旅人シリーズ
I
そして、気がつくと、僕は公園のベンチに一人で座っていた。
ぽかぽかと暖かい日差しときらきら輝く噴水の水。
手の中にあるコーヒーからは、まだ白い湯気さえ立ちのぼっている。あれから大して時間は経っていないらしい。

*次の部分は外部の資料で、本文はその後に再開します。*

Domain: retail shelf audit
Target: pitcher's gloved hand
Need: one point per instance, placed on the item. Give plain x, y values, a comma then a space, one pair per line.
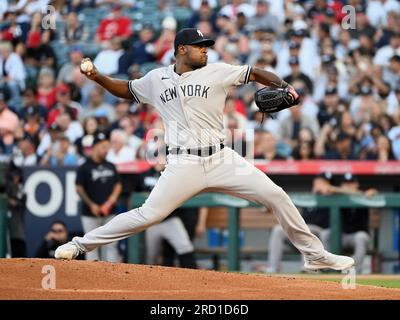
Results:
274, 100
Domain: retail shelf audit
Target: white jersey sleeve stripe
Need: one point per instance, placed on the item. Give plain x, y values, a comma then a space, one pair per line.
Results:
247, 76
133, 92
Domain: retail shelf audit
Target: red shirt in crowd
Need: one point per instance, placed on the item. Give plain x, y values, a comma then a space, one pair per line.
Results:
114, 27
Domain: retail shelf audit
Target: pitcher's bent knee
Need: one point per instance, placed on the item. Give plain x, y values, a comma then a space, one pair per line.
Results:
276, 195
148, 216
361, 237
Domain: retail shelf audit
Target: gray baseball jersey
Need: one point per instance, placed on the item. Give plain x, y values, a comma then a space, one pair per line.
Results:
191, 105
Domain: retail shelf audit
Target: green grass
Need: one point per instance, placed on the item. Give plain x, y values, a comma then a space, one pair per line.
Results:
386, 283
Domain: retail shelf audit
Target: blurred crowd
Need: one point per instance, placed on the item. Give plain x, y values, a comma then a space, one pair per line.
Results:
344, 64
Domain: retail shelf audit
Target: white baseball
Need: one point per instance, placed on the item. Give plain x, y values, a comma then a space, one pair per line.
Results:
86, 66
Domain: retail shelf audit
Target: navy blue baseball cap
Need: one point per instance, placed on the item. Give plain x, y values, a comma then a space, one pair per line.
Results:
100, 137
191, 36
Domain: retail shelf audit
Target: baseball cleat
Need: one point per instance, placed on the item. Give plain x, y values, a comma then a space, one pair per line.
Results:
330, 261
68, 251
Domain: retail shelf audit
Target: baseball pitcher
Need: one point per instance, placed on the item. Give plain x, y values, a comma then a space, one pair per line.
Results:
190, 97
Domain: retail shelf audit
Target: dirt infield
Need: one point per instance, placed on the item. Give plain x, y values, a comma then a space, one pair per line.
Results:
22, 279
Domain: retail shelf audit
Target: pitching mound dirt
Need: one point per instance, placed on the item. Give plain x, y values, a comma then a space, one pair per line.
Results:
22, 279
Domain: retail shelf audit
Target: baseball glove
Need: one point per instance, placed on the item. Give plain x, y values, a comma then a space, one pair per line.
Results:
274, 100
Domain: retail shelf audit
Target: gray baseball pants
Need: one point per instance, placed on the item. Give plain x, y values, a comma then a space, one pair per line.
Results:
187, 175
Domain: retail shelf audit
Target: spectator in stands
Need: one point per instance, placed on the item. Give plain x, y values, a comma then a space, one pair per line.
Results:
363, 24
13, 30
205, 12
8, 125
231, 10
84, 144
171, 229
390, 75
383, 55
263, 17
343, 148
382, 37
378, 12
120, 151
165, 42
60, 154
69, 125
66, 72
57, 236
74, 30
115, 25
231, 45
394, 136
316, 218
296, 74
107, 59
355, 222
143, 48
48, 139
121, 110
24, 154
305, 148
40, 53
12, 71
30, 103
16, 199
266, 146
130, 126
98, 184
64, 104
33, 126
97, 104
329, 106
291, 125
46, 90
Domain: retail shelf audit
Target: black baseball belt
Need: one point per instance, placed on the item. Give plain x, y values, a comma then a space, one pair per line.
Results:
201, 152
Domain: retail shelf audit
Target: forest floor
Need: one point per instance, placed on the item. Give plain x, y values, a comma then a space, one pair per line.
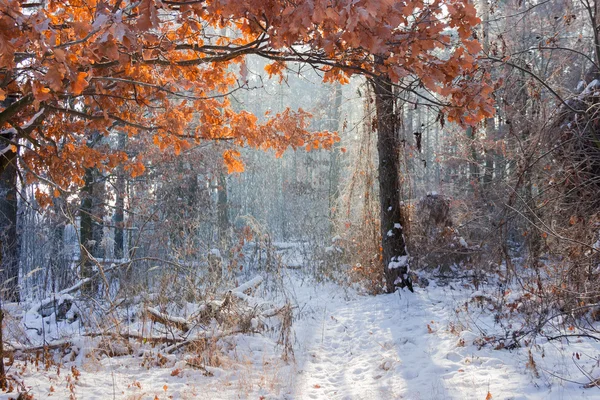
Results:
422, 345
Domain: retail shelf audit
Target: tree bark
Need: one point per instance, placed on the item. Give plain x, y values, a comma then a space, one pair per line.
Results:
392, 235
86, 234
223, 210
3, 382
9, 243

だが膝の上に小鳥の姿はなく、慌ててポケットをさぐると例の小瓶も消えていた。
「夢じゃなかったのか?」
いや、それとも小鳥と小瓶のほうが夢だったのだろうか。
もしかしたら、昨晩からずっと僕は夜の夢の中にいたのかもしれない。あの不思議な小鳥も、わけの分からない干物のことも、みんなみんな夢だったのかもしれない。
そうでなければ、あんな不思議なことの説明がつくわけがない。
「それにしても……」
僕はぼんやりと噴水を見つめていた。
『私の名はアラストル。いいか、よく憶えておけ』
そう言った男の言葉と鳥の綺麗な歌声が、はっきりとこの耳に残っている。
(カルキス、アラストル、リリス。どうにもどこかで聞いたことのある名前だな?)
不思議に思い、公園を出ると、僕はその足で街の図書館へと向かった。
「カルキス、カルキス……。あ、あったあった、これだ!」
「お静かに」
思わず大声を出して、図書館の職員に小声で注意されてしまう。
「すみません」
そう謝りながら、視線はやっと見つけた項目を追っていく。
(何なに?)
(カルキス、別名『夜の鳥』。魔界の刑執行長官アラストルの使い魔で、普段は小さなローラーカナリアの姿をしている――?)
僕は大きく目を見開いた。
何度も繰り返しその文章を読んでから、念のためアラストルとリリスという項目も引いてみる。すると、そこにはそれぞれこう書いてあった。